= Lundberg v. County of Humboldt =

Lundberg v. County of Humboldt was a United States District Court for the Northern District of California decision issued on April 29, 2005, which arose out of a protest dispute in 1997 between environmental activists for the Headwaters Forest and the Sheriff's Deputies of Humboldt County, California. During three protests in the Fall of 1997, police officers tortured activists by swabbing pepper spray in the eyes of eight activists practicing nonviolent resistance. The action taken by the police was later unanimously ruled to be excessive force and a violation of the Fourth Amendment to the United States Constitution.

The jurors in the trial were clearly shaken after watching a video of the victims sitting helplessly while police pulled their heads back by the hair and dabbed the chemical in their eyes over their screams, and the plaintiffs, who had experienced it and then had to watch it in the two preceding trials, had to suffer through it once more. Some of the victims were not even 18 years old. The video demonstrated the claims of the plaintiffs that police were inflicting punishment on them while they were clearly engaged in peaceful protest and were not a threat to anyone. An expert witness testified at the trial that the incident represented a "classic case of police brutality" and "grotesque abuse". One of the plaintiffs described that one of the clear messages from the trial was about "police brutality and torture and what's acceptable behavior of one human being to another."

==History==

In three incidents, the first on September 25, 1997, in the office lobby of Pacific Lumber Company in Scotia, California, the second at a Pacific Lumber logging site in Bear Creek on October 3, 1997, and a third incident at the Eureka district office of Congressman Frank Riggs on October 16, 1997, County sheriff's deputies stuck pepper spray drenched Q-tips into the protesters' eyes to try to coerce them to end the protest. Meeting resistance, a second dose of pepper spray, and then sprayed, some of them directly in the eyes with canisters held a few inches from the protestors faces.

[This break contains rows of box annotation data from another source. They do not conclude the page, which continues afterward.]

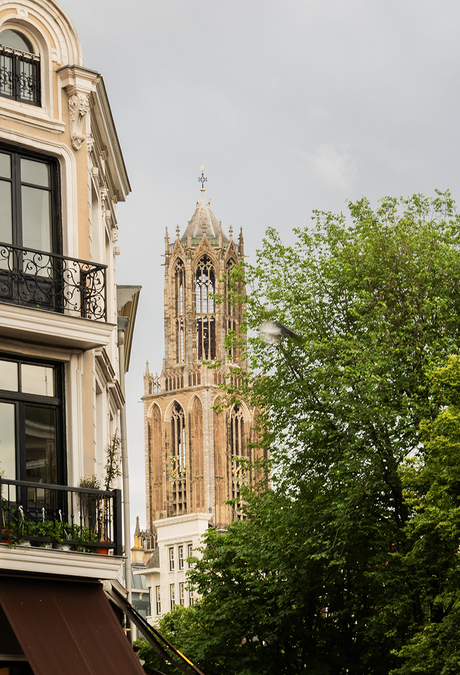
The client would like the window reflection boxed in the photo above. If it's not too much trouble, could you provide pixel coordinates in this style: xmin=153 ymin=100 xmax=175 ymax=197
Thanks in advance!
xmin=0 ymin=361 xmax=18 ymax=390
xmin=0 ymin=402 xmax=16 ymax=480
xmin=21 ymin=363 xmax=54 ymax=396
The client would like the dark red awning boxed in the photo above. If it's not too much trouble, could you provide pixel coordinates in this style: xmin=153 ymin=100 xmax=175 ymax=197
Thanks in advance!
xmin=0 ymin=576 xmax=145 ymax=675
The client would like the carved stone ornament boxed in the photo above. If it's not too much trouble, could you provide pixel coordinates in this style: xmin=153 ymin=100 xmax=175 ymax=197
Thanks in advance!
xmin=69 ymin=94 xmax=89 ymax=150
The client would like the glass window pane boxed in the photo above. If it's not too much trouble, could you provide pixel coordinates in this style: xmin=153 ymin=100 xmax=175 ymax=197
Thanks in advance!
xmin=0 ymin=180 xmax=13 ymax=244
xmin=0 ymin=402 xmax=16 ymax=480
xmin=21 ymin=159 xmax=50 ymax=187
xmin=22 ymin=186 xmax=51 ymax=251
xmin=0 ymin=361 xmax=18 ymax=390
xmin=0 ymin=54 xmax=14 ymax=96
xmin=0 ymin=152 xmax=11 ymax=178
xmin=0 ymin=30 xmax=33 ymax=54
xmin=21 ymin=363 xmax=54 ymax=396
xmin=25 ymin=405 xmax=57 ymax=484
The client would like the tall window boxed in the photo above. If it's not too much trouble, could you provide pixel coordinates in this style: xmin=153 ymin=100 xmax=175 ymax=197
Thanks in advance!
xmin=171 ymin=403 xmax=185 ymax=478
xmin=0 ymin=148 xmax=60 ymax=253
xmin=155 ymin=586 xmax=161 ymax=615
xmin=229 ymin=405 xmax=248 ymax=508
xmin=195 ymin=255 xmax=216 ymax=361
xmin=225 ymin=259 xmax=240 ymax=361
xmin=0 ymin=356 xmax=65 ymax=496
xmin=168 ymin=402 xmax=187 ymax=516
xmin=0 ymin=30 xmax=40 ymax=105
xmin=230 ymin=405 xmax=247 ymax=457
xmin=174 ymin=259 xmax=185 ymax=363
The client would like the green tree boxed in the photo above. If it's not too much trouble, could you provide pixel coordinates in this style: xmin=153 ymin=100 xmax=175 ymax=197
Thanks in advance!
xmin=191 ymin=193 xmax=460 ymax=675
xmin=394 ymin=357 xmax=460 ymax=675
xmin=136 ymin=605 xmax=214 ymax=675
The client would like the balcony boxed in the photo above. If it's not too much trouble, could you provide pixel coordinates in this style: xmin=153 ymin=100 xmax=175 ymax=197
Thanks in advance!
xmin=0 ymin=243 xmax=107 ymax=321
xmin=0 ymin=243 xmax=114 ymax=349
xmin=0 ymin=478 xmax=122 ymax=556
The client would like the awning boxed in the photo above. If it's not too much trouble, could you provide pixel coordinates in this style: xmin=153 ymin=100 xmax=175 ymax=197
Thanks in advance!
xmin=0 ymin=576 xmax=145 ymax=675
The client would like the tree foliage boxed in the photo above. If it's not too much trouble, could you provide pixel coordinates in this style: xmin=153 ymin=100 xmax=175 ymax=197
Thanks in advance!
xmin=187 ymin=193 xmax=460 ymax=675
xmin=395 ymin=357 xmax=460 ymax=675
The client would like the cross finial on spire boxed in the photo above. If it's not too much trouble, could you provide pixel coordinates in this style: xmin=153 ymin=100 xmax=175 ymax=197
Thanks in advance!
xmin=198 ymin=166 xmax=208 ymax=192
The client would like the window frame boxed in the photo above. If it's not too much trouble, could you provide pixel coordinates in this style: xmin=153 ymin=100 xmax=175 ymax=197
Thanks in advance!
xmin=0 ymin=143 xmax=63 ymax=255
xmin=0 ymin=32 xmax=42 ymax=108
xmin=155 ymin=586 xmax=161 ymax=616
xmin=0 ymin=352 xmax=67 ymax=485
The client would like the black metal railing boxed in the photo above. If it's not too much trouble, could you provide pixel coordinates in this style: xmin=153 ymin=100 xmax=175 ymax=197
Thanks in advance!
xmin=0 ymin=477 xmax=122 ymax=555
xmin=0 ymin=243 xmax=107 ymax=321
xmin=0 ymin=45 xmax=40 ymax=106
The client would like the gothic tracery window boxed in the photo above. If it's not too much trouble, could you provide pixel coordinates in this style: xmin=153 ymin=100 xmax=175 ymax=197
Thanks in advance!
xmin=195 ymin=255 xmax=216 ymax=361
xmin=171 ymin=402 xmax=185 ymax=479
xmin=225 ymin=258 xmax=238 ymax=361
xmin=174 ymin=258 xmax=185 ymax=363
xmin=228 ymin=405 xmax=249 ymax=518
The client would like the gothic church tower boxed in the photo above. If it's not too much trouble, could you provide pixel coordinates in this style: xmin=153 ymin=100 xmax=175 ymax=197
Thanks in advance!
xmin=143 ymin=174 xmax=262 ymax=532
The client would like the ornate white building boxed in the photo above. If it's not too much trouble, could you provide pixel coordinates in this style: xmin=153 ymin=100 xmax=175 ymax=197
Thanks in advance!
xmin=0 ymin=0 xmax=143 ymax=675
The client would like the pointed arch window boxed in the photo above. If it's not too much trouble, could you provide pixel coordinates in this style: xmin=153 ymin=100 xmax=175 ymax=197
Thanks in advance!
xmin=171 ymin=402 xmax=185 ymax=480
xmin=174 ymin=258 xmax=185 ymax=363
xmin=225 ymin=258 xmax=239 ymax=361
xmin=0 ymin=29 xmax=41 ymax=106
xmin=228 ymin=405 xmax=249 ymax=518
xmin=195 ymin=255 xmax=216 ymax=361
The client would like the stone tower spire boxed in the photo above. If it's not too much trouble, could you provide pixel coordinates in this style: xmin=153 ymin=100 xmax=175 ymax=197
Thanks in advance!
xmin=143 ymin=180 xmax=262 ymax=530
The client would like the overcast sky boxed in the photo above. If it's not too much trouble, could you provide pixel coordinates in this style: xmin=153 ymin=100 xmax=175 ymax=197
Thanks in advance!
xmin=60 ymin=0 xmax=460 ymax=540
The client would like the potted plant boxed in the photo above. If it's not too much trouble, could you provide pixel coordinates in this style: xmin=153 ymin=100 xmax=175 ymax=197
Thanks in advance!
xmin=97 ymin=429 xmax=121 ymax=555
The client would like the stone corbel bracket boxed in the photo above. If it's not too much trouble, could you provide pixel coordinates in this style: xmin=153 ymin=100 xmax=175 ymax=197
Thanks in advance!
xmin=57 ymin=64 xmax=101 ymax=150
xmin=69 ymin=94 xmax=89 ymax=150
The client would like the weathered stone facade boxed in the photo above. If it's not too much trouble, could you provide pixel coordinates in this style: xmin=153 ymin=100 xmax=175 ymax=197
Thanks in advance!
xmin=143 ymin=190 xmax=262 ymax=532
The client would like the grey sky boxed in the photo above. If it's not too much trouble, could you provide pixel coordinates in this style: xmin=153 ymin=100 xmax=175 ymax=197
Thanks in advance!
xmin=60 ymin=0 xmax=460 ymax=536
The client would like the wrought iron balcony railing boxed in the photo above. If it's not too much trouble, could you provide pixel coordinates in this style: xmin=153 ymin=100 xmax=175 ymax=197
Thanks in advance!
xmin=0 ymin=45 xmax=40 ymax=106
xmin=0 ymin=477 xmax=122 ymax=555
xmin=0 ymin=243 xmax=107 ymax=321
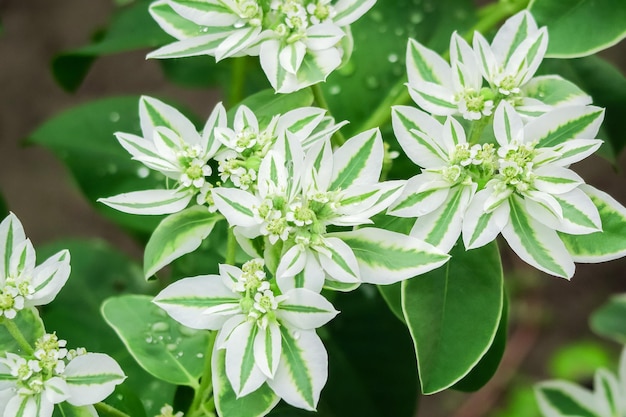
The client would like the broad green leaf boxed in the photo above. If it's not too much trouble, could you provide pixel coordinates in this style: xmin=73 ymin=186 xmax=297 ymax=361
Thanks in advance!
xmin=540 ymin=56 xmax=626 ymax=163
xmin=322 ymin=0 xmax=475 ymax=133
xmin=52 ymin=1 xmax=172 ymax=91
xmin=589 ymin=294 xmax=626 ymax=344
xmin=37 ymin=240 xmax=166 ymax=416
xmin=559 ymin=185 xmax=626 ymax=262
xmin=52 ymin=401 xmax=96 ymax=417
xmin=402 ymin=243 xmax=503 ymax=394
xmin=28 ymin=96 xmax=171 ymax=233
xmin=529 ymin=0 xmax=626 ymax=58
xmin=452 ymin=296 xmax=509 ymax=391
xmin=102 ymin=295 xmax=208 ymax=388
xmin=228 ymin=88 xmax=313 ymax=129
xmin=212 ymin=349 xmax=280 ymax=417
xmin=0 ymin=307 xmax=46 ymax=353
xmin=143 ymin=206 xmax=222 ymax=279
xmin=322 ymin=284 xmax=418 ymax=417
xmin=535 ymin=381 xmax=601 ymax=417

The plaintiffs charged that the Sheriff used excessive force.

The first trial occurred in August 1998 in U.S. District Court in San Francisco, presided by Judge Vaughn Walker and ended in a deadlock. Judge Walker then threw the case out.

The plaintiffs appealed to the U.S. 9th Circuit Court of Appeals, based in San Francisco. Headwaters Forest Defense v. Humboldt County, 240 F.3d 1185, 1197 (9th Cir. 2001) ("Headwaters I"). On May 5, 2000, the court denying qualified immunity to Sheriff and Chief Deputy and overturning the summary judgment, thus giving an opportunity for a new trial. No. 98-17250, D.C. No. CV-97-03989-VRW The defendants appealed to the U. S. Supreme Court and the case was sent back to the 9th Circuit for reconsideration, which again ruled in favor of the plaintiffs. The defendants again appealed all the way to the Supreme Court, which was then denied.

The second trial (Headwaters II, 276 F.3d at 1131.) began Sept. 8, 2004, presided by U.S. District Judge Susan Illston, but resulted in a hung jury.

The third trial began April 11, 2005 resulting in a victory for the plaintiffs. The plaintiffs won a jury trial, but were awarded only $1 per person in damages.

==In popular culture==

A reference to this incident is made in a 1999 episode of The Simpsons titled "Homer to the Max". In where Homer Simpson (renamed "Max Power"), Marge Simpson, and Ed Begley Jr. chain themselves to redwood trees in the hope to save them from destruction.